TRANSMUTACIÓN [Parte I] - Capítulo 3

 

Capítulo 3

“Una deuda de honor”

1658. Francia.

POSADA DE LOS HELECHOS. LOCHES.

 

El primer trago de vino sofocó el calor y la sed que había estado creciendo en Armand desde hacía varias horas. El segundo trago enfrió el mal humor y la desazón provocadas por el hombre que estaba a unos metros de él, y el tercero le sosegó lo suficiente como para quitarle toda importancia a aquél gesto descortés.

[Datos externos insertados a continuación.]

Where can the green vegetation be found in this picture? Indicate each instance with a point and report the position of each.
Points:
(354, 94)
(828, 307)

Como se había acostumbrado a hacer desde hacía algún tiempo puso su sombrero sobre la mesa y mientras bebía y meditaba, se dedicaba a juguetear con la pluma de su capelina entre sus dedos. Era blanca, o al menos lo era cuando adquirió aquél sombrero, porque en el tiempo se había ennegrecido volviéndose grisácea. A él le costaba ver aquél cambio producido en su apariencia tras varios años con aquella capelina, pero era capaz de notar la diferencia por los comentarios desafortunados que le habían hecho algunos paisanos. Juguetear con aquella pluma era siempre un truco para los que tuviese alrededor, porque él disimulaba estar distraído y pensativo pero en realidad estaba atento a todo alrededor.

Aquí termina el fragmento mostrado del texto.